Foreign companies running a certain type of operation in the US received some unexpected good news this summer from a US Tax Court ruling. Grecian Magnesite Mining Co v Commissioner was a complicated case, but the finding boils down to this: a foreign company which acquired a US company in a partnership structure is not necessarily subject to US taxes.
The ruling could well change how overseas firms book profits on these types of structures, provided, that is, that the Internal Revenue Service does not challenge the ruling. If it does, experts are divided as to whether the Tax Court’s initial ruling will stand.
“This decision is so out of the blue and unexpected, it is impossible to say how it could turn out,” says Phil Zukowsky, a partner in law firm Dinsmore & Shohl’s corporate department. “It overturns a lot of tax thinking about how partnerships and flow-through entities are to be evaluated.”
Made an example
So much for foreign tax planning then, at least in the medium term, in the US. When the case is settled, foreign companies will get the final word on how to structure a partnership for maximum tax efficiency. Until then, however, Grecian Magnesite Mining is the perfect illustration of foreign companies’ plight as they try to parse what is happening with the US tax regime.
Simply put, there are a number of moving parts in play that could well reconfigure tax planning for the country, this case being just one. Another is the practice of inversion, in which a US company merges with a foreign company and reincorporates overseas to lower its tax burden. Last year, the Obama administration tried to crack down on these structures, and a federal court in Texas recently ruled that the administration acted unlawfully. How the Trump administration will react remains to be seen, although it should be noted that this administration is reliably anti-regulation. Likewise, there are developments that could affect US companies active in overseas markets.
How these issues unfold is almost immaterial compared with the current state of uncertainty for investors.
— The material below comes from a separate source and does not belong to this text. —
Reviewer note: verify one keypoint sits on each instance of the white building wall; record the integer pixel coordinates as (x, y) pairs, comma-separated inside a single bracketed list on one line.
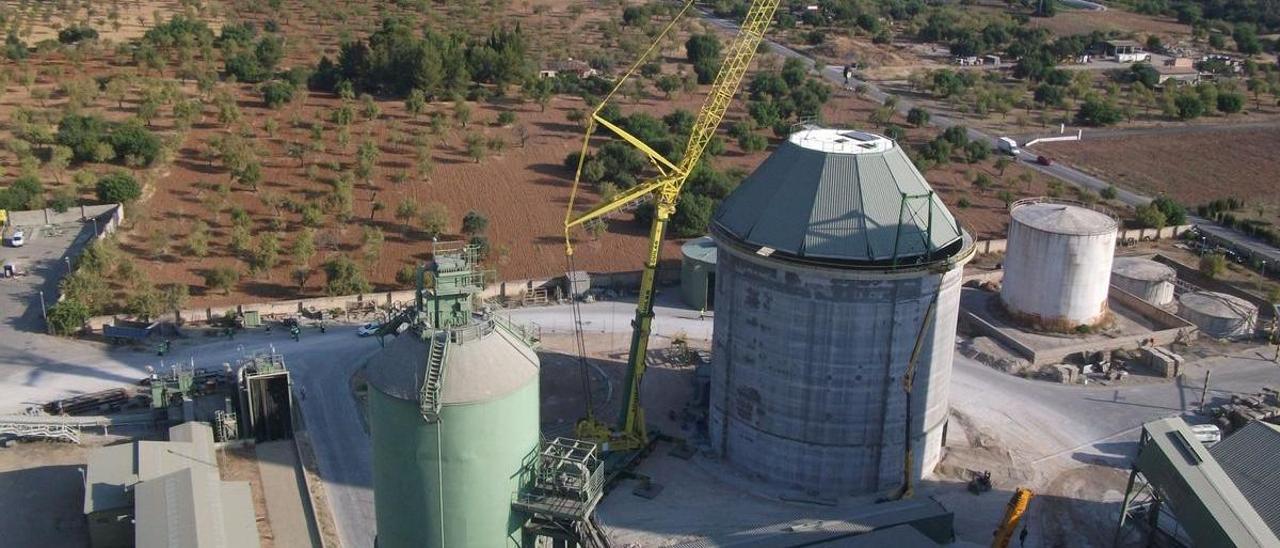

“For any investor, uncertainty is your enemy,” says Stuart Gibson of law firm Schiff Hardin, who also spent nearly 30 years as a senior litigator in the tax division of the US Department of Justice. “Risk is your enemy because how can you make long-term investment decisions if you can’t reliably predict such things as what the tax policy will be?” he says.
Numbers get serious
Perhaps the biggest unknown is the framework for a new tax regime that Republicans in Congress and the Trump administration rolled out in September. It is sparse on details but what it does contain points to significant change for global business tax planners: a 20% corporate tax rate, a 25% rate for pass-through businesses and the elimination of some business deductions and industry-specific incentives. Most significantly, there is a one-time repatriation tax, which could be as low as 10% to entice US businesses to bring back home their foreign earnings, estimated to be between $2500bn and $3000bn.
Just those few sentences – the framework itself is only 12 pages long, including changes for personal taxes – introduce a number of possible scenarios to consider.
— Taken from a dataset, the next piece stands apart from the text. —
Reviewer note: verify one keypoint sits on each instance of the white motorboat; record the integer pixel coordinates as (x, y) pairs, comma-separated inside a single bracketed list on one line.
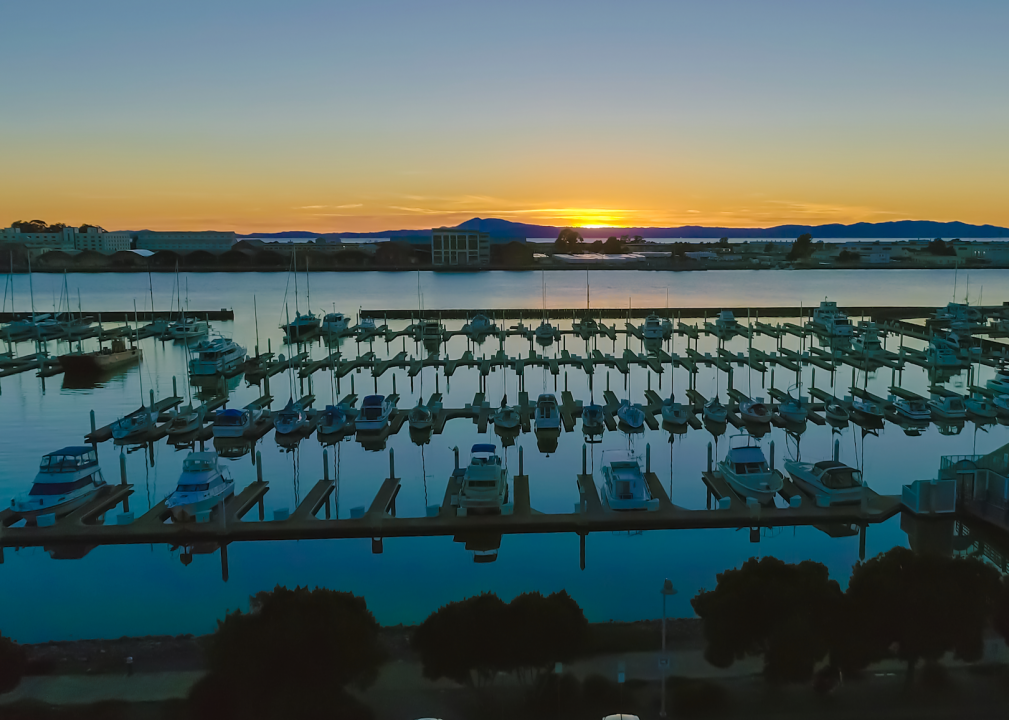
[(673, 412), (375, 410), (915, 408), (745, 469), (714, 411), (293, 418), (335, 324), (624, 484), (631, 415), (66, 480), (234, 423), (830, 321), (216, 356), (203, 485), (755, 411), (547, 414), (834, 480), (134, 426), (484, 483)]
To begin with, a lower corporate tax rate could increase foreign companies’ investment in the US. Depending on the rate – and 20% is by no means a forgone conclusion – foreign companies might also be inclined to invest in the US with an eye towards targeting Latin American countries, says John Forry, managing director at accounting and professional services firm CBIZ MHM.
“If they are able to figure out a tax structure that can minimise foreign taxes then there is a tremendous advantage to using the US,” he says.
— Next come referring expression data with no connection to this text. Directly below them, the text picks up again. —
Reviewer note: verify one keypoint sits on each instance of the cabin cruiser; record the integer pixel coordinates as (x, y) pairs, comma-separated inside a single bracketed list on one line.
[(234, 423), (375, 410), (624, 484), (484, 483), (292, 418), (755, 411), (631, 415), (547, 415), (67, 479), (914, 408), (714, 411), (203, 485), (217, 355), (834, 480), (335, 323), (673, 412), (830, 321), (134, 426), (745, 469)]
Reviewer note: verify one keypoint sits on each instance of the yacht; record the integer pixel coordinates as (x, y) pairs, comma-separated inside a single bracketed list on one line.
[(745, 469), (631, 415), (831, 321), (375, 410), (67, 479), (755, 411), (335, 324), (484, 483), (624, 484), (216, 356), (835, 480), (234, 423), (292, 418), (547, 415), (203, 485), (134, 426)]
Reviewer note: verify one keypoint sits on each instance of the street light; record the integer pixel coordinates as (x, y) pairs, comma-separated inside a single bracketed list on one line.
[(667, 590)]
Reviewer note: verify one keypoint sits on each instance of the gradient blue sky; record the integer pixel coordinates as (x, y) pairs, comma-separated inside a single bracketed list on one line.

US companies that have parked their foreign earnings overseas, meanwhile, are no doubt modelling the various scenarios for repatriation, including whether they might get a better result repatriating earnings before tax reform takes effect, says Joe Calianno, international technical tax practice leader at law firm BDO.
“For instance, if they have earnings in a subsidiary that’s in a high-tax jurisdiction, if they were to distribute those earnings, they’d be able to take a lot of foreign tax credits,” he says. It is clear that the US is inching its way to a territorial-based tax regime, although the timing for when that could happen is unclear. But there is movement in that direction and companies are taking that into account as they evaluate restructuring operations, says Mr Calianno.
There are some unwelcome possibilities to consider as well, such as the elimination of the interest expense deduction.
“Obviously the impact of that, particularly for foreign-based investments, is an increase in the cost of operations,” says Don Reiser, managing director at CBIZ MHM. Most foreign companies that set up US subsidiaries do so with some equity in the mix and are able to get the benefit of the interest deduction, says Mr Reiser. Without it, the cost of their capital will increase.
“On the other hand you have to weigh losing that deduction against the fact that US corporate tax rates are going to be reduced,” he adds. By how much, though, no one knows.
It is also possible that the treatment of capital equipment expensing will change. This is a key area of concern for foreign and domestic manufacturers, says BDO international tax services partner and national practice leader Monika Loving. “Possible proposals around expensing and the treatment of depreciation on capital expenditures is a very hot topic of interest for this group,” she says.
What is clear from the framework document is that US lawmakers’ goal is to make the US a more attractive market in which to operate.
Even the discussion around the normally contentious subject of inversions – lawmakers tend to see it as unpatriotic when companies leave the US – is starting to reflect that theme. “There is this new notion that the best way to stop inversions is to make it easier for US companies to stay in the US rather than making it harder for them to leave,” says Schiff Hardin’s Mr Gibson.